John Piper
What is clear from Jesus’ teaching is that keeping and growing the gift of purity and the righteousness that surpasses that of the Pharisees is a life-and-death battle. We are not passive. Jesus gives the decisive power, as John 15:5 says, “Apart from me you can do nothing.” But we experience that power in the willingness to engage in radical and persistent attacks on our own sinfulness. Jesus pronounced a blessing on “those who hunger and thirst for righteousness.” They are the ones who “shall be satisfied” (Matthew 5:6). Hunger and thirst are relentless. They never stop. They are signs of life. We will do almost anything in our power to satisfy hunger and thirst. That is how Jesus teaches us to pursue purity.
For example, when dealing with the impurity of inward sexual lust, Jesus demands whatever it takes to defeat it because our souls are at stake.
If your right eye causes you to sin, tear it out and throw it away. For it is better that you lose one of your members than that your whole body be thrown into hell. And if your right hand causes you to sin, cut it off and throw it away. For it is better that you lose one of your members than that your whole body go into hell.
Matthew 5:29-30
This may be what Jesus is referring to when He says, “From the days of John the Baptist until now the kingdom of heaven has suffered violence, and the violent take it by force” (Matthew 11:12)1. Taking the kingdom by force might be a way of repeating what Jesus says about the fight against lust: Tear out your eye or cut off your hand — do whatever it takes — to inherit the kingdom and not go to hell. Take the kingdom by force — force against your sin, not force against God. The battle for righteousness in our hearts is fierce.
Notice three things about this battle. One is that the eye is the first organ to be attacked. “If your right eye causes you to sin, tear it out.” Even though the issue is sexual sin, He does not say, “Cut off your sexual organ to avoid the deed.” He says, “Tear out your eye to avoid the desire.” The battle is for purity of heart before the purity of the bed. Without the purity of heart, everything in the bed is impure.
Second, notice that He says to tear out our right eye. The significance of this is that it leaves the left one intact to awaken just as much lust as before. Therefore, Jesus’ point is not that literally tearing out the right eye is going to solve anything. The point is not that inward desires can be controlled by external maiming. The point is how enormous the stakes are. They are so great, we must do what we have to do to defeat the bondage of sinful desire. It is astonishing how many people deal with their sin casually. Jesus demands otherwise. Fight for a pure heart with the same urgency as tearing out an eye and cutting off a hand.
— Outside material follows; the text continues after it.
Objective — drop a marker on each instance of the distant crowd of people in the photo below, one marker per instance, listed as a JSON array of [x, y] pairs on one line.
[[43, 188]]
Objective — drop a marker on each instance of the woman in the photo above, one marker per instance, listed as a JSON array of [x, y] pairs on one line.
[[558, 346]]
Third, notice what is at stake: hell. “It is better that you lose one of your members that that your whole body be thrown into hell.” Many Christians who love the truth of justification by grace alone through faith alone — which I love, and which I believe Jesus teaches — find it difficult to take these threats of Jesus at face value. But there is no way to avoid them. They are strewn throughout the Gospels, and they clearly imply that if we forsake the battle for purity, we will perish.
1 See George Ladd, The Presence of the Future (Grand Rapids, Mich.: Eerdmans, 1974), 163-164.
Source: Piper, John. What Jesus Demands From the World (Wheaton, Illinois: Crossway Books, 2006), 207-208.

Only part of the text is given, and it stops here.